Plekhanov's explanation of the role of the individual in history is especially helpful for overcoming the bourgeois notions of voluntarism that plagued the tendencies he polemicized against in this work and which are still reproduced in bourgeois academic philosophy today.
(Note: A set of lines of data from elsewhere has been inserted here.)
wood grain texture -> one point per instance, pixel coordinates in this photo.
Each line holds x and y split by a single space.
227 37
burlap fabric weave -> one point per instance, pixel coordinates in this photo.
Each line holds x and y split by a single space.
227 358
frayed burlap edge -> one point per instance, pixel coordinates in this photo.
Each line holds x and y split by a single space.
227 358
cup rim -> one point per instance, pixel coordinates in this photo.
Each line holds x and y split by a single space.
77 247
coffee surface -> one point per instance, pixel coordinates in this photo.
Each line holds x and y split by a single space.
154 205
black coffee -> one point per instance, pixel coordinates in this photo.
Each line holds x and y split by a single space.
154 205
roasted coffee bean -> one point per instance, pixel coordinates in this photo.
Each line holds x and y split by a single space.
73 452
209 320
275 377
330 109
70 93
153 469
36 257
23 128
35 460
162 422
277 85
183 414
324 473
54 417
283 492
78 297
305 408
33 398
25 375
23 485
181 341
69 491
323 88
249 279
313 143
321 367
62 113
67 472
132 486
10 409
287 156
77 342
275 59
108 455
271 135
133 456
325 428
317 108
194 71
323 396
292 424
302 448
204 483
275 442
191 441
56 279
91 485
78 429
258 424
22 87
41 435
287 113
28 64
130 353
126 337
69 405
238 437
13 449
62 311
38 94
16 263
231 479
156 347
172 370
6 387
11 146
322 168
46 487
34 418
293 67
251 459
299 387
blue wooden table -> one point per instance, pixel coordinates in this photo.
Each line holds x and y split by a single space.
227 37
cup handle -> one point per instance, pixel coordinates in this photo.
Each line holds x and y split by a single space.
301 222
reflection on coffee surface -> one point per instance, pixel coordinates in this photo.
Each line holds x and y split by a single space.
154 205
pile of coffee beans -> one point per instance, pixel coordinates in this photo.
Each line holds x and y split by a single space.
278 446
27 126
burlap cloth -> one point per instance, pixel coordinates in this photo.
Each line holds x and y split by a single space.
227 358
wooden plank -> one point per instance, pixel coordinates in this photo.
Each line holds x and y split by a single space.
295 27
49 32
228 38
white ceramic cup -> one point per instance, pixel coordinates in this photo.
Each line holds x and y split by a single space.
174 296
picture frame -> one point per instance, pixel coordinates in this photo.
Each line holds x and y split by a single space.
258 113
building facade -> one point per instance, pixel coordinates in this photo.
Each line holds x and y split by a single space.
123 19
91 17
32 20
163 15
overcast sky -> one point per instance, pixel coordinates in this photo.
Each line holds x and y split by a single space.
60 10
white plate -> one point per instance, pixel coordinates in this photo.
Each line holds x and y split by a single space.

Plekhanov deflates the subjectivist and brings him back down to earth, where philosophy meets the everyday life of working people. 𝐼𝑛 𝐷𝑒𝑓𝑒𝑛𝑠𝑒 𝑜𝑓 𝑀𝑎𝑡𝑒𝑟𝑖𝑎𝑙𝑖𝑠𝑚: 𝑇ℎ𝑒 𝐷𝑒𝑣𝑒𝑙𝑜𝑝𝑚𝑒𝑛𝑡 𝑜𝑓 𝑡ℎ𝑒 𝑀𝑜𝑛𝑖𝑠𝑡 𝑉𝑖𝑒𝑤 𝑜𝑓 𝐻𝑖𝑠𝑡𝑜𝑟𝑦 is well worth your time.
Andrew Rothstein's introduction and notes are incredibly useful, despite his own political failings.